The Commodores pulled even on Burke’s three-yard pass play to Jackson Beerman with 6:35 to go. He then passed to Drew Ransdall to knot the score at 14-all.

Belfry took the lead for good on Wellman’s 15-yard touchdown run with 36.8 seconds left in the half. Woolum’s kick made it 21-14.

Willis scored on a seven-yard run with 10:45 to go in the third period to push the lead out to 28-14. Wellman’s six-yard TD run extended the lead to 35-14 with 7:04 left.

Back came Tates Creek.

Burke tossed a 19-yard touchdown pass to Beerman with 2:26 left and then ran in the conversion to make it 35-22.

Willis struck again for the Pirates. This time he ran 63 yards and Woolum added the PAT kick to make it 42-22 heading into the final 12 minutes.

Fletcher scored on a one-yard run with 7:57 to play to push the Pirates up 48-22.

Elijah Johnson scored on a hook-and-lateral play that covered 71 yards and Burke ran in the conversion to pull the Commodores to within 48-30.

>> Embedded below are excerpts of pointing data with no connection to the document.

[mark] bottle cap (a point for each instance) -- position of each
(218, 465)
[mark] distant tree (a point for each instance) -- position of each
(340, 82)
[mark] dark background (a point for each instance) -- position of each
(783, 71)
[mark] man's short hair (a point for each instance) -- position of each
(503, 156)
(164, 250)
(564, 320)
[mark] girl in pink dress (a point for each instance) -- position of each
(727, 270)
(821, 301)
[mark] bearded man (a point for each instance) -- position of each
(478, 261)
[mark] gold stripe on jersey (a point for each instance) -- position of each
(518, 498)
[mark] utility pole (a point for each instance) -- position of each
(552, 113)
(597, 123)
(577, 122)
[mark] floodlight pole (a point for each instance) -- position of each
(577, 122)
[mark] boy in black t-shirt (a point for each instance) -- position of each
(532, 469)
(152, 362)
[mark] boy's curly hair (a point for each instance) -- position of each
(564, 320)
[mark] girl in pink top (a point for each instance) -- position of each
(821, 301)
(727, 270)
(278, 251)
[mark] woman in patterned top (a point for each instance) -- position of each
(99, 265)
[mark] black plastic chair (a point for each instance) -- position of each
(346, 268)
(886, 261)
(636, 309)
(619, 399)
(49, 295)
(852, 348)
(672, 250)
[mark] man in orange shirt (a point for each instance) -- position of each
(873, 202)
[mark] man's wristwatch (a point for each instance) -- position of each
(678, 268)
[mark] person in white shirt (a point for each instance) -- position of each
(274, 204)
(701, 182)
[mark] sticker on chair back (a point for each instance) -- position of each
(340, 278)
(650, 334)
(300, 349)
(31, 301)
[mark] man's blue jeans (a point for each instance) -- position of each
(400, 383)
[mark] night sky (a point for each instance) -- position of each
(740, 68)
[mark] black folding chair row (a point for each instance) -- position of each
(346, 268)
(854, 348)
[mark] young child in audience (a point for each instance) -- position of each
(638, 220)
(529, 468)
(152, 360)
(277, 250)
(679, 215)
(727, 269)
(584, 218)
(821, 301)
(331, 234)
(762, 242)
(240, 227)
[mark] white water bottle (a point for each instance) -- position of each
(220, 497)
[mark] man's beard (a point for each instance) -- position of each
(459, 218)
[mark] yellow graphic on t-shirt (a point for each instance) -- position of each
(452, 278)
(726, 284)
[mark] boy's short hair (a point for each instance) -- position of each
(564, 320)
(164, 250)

Wellman added a one-yard TD run with 2:49 left and Burke tossed a 23-yard touchdown pass to Beerman with 1:35 left to close out the scoring.

Belfry will return to action tonight against Harlan County (1-1).

At Goody


TC (0-2)….................................6    8    8  16 – 38

BHS (1-0)...............................…7  14  21  13 – 55


First Quarter

TC – Curtis Zambrano, 1-yard pass from Payton Burke (kick blocked), 5:09.

B – Xondre Willis, 29-yard run (Austin Woolum kick), 3:51.

Second Quarter

B – Andrew Fletcher, 1-yard run (Austin Woolum kick), 11:35.

TC – Jackson Beerman, 3-yard pass from Payton Burke (Drew Ransdall pass from Payton Burke), 6:35.

B – Derek Wellman, 15-yard run (Austin Woolum kick), 36.8.

Third Quarter

B – Xondre Willis, 7-yard run (Austin Woolum kick), 10:45.

B – Derek Wellman, 6-yard run (Austin Woolum kick), 7:04.

TC – Jackson Beerman, 19-yard pass from Payton Burke (Payton Burke run), 2:26.

B – Xondre Willis, 63-yard run (Austin Woolum kick), 1:38.

Fourth Quarter

B – Andrew Fletcher, 1-yard run (poor snap), 7:57.

TC – Elijah Johnson, 71-yard hook and lateral (Payton Burke run), 7:34.

B – Derek Wellman, 1-yard run (Austin Woolum kick), 2:49.

TC – Jackson Beerman, 23-yard pass from Payton Burke (Drew Ransdall pass from Payton Burke), 1:35.

Next up: Belfry (1-0) at Harlan County (1-1), Sept. 4.